Ich musste also öfter an „Good Bye Lenin“ denken, denn manchmal komme
ich mir genau so vor: irgendetwas Entscheidendes habe ich verschlafen!
Irgendetwas habe ich nicht mitbekommen, habe eine Entwicklung verpasst,
die zum Verstehen der gegenwärtigen Ereignisse jedoch Not täte.
Erst vor wenigen Tagen saß ich mit einem meiner besten Freunde
zusammen, den ich nur noch selten im Jahr sehe. Wir haben eine bewegte
Adoleszenz gemeinsam verbracht und zusammen das Abitur auf der Deutschen
Schule in Washington gemacht. Im Gegensatz zu mir hat er dann etwas
Ordentliches studiert und ist in die Wirtschaft gegangen. Inzwischen hat
er sein eigenes sehr erfolgreiches Unternehmen und gehört ganz sicher
zu den Privilegierten in unserem Land, was Reputation und monetäre
Ausstattung angeht.
Wir saßen also zusammen in einem dieser Hipster-Restaurants von
Berlin und unser Gespräch kam auch auf die Bundestagswahl. Er hatte die
CDU gewählt, weil er Angela Merkel als eine ehrenwerte Person ansieht
und - wörtlich - „Mitleid und Barmherzigkeit“ in der deutschen Politik
für wichtig hält. Ich fand die Begründung sehr interessant. Als
erfolgreicher Unternehmer weiß er natürlich, dass Mitleid und
Barmherzigkeit weder politische noch wirtschaftliche Kategorien sind.

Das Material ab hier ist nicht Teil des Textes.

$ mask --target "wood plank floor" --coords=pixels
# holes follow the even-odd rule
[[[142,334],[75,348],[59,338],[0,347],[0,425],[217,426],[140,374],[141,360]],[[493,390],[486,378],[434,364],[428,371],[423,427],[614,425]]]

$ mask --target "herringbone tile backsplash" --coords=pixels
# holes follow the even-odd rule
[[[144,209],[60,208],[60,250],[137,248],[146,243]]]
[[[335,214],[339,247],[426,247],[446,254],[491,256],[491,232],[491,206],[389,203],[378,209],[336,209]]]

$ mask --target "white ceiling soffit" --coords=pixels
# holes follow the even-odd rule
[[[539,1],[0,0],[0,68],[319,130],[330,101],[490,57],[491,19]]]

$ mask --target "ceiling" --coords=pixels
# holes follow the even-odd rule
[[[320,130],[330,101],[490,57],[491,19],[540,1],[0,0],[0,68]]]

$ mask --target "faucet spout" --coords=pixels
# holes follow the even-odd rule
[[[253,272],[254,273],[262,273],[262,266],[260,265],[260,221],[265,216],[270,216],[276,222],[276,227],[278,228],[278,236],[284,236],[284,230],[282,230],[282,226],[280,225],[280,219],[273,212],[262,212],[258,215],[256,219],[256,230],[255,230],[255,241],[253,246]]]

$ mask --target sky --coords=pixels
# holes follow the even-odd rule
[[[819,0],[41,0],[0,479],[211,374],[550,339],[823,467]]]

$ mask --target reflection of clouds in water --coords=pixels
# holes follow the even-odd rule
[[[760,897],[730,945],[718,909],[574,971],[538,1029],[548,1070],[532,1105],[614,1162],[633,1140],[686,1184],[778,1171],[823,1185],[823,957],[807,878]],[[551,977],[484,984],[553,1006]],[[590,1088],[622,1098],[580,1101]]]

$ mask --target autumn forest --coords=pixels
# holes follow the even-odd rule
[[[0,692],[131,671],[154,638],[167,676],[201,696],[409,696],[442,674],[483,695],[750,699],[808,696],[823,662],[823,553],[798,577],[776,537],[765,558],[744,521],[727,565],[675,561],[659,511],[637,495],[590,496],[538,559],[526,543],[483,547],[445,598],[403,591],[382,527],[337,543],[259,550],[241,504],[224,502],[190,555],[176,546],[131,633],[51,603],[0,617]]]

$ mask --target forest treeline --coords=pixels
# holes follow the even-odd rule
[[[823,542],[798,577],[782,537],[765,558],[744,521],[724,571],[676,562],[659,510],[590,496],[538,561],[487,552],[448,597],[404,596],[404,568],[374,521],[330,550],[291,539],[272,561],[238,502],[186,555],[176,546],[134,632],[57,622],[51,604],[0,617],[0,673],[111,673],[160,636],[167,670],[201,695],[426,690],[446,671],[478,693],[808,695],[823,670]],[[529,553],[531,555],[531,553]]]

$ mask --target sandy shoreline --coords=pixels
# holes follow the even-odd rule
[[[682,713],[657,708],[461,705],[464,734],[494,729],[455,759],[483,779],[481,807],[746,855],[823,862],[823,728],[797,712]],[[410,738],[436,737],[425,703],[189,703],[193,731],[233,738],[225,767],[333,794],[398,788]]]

Würde ein Beratungsunternehmen seiner Firma „Mitleid und Barmherzigkeit“
als Unternehmensziel verordnen, er würde es eher heute als morgen
feuern. In der Politik sind „Mitleid und Barmherzigkeit“ jedoch
Wahlkriterien.
Nun ist mein Freund sehr gebildet, sehr international und sehr
weltoffen, und ich werde einen Teufel tun, seine Begründung lächerlich
zu finden. Ich nehme sie ernst und erkenne in ihr ein Bedürfnis nach
religiöser Legitimation von Politik, wie sie in unserem Land inzwischen
wieder weit verbreitet ist. Natürlich geht mein Freund Sonntags nie in
die Kirche. Er hat sein Bedürfnis nach Mitleid und Barmherzigkeit an die
Politik outgesourced, was ganz sicher ein Zeichen säkularisierter
Gesellschaften ist. Alle Lebensbereiche werden von kleinlichen
Interessen bestimmt, da soll sich Politik um das interesselose Große,
Schöne und Wahre kümmern.
Was wir Deutschen inzwischen als humanitären Imperativ zur
Staatsräson erhoben haben, hat Frau Merkel von den Linken abgekupfert.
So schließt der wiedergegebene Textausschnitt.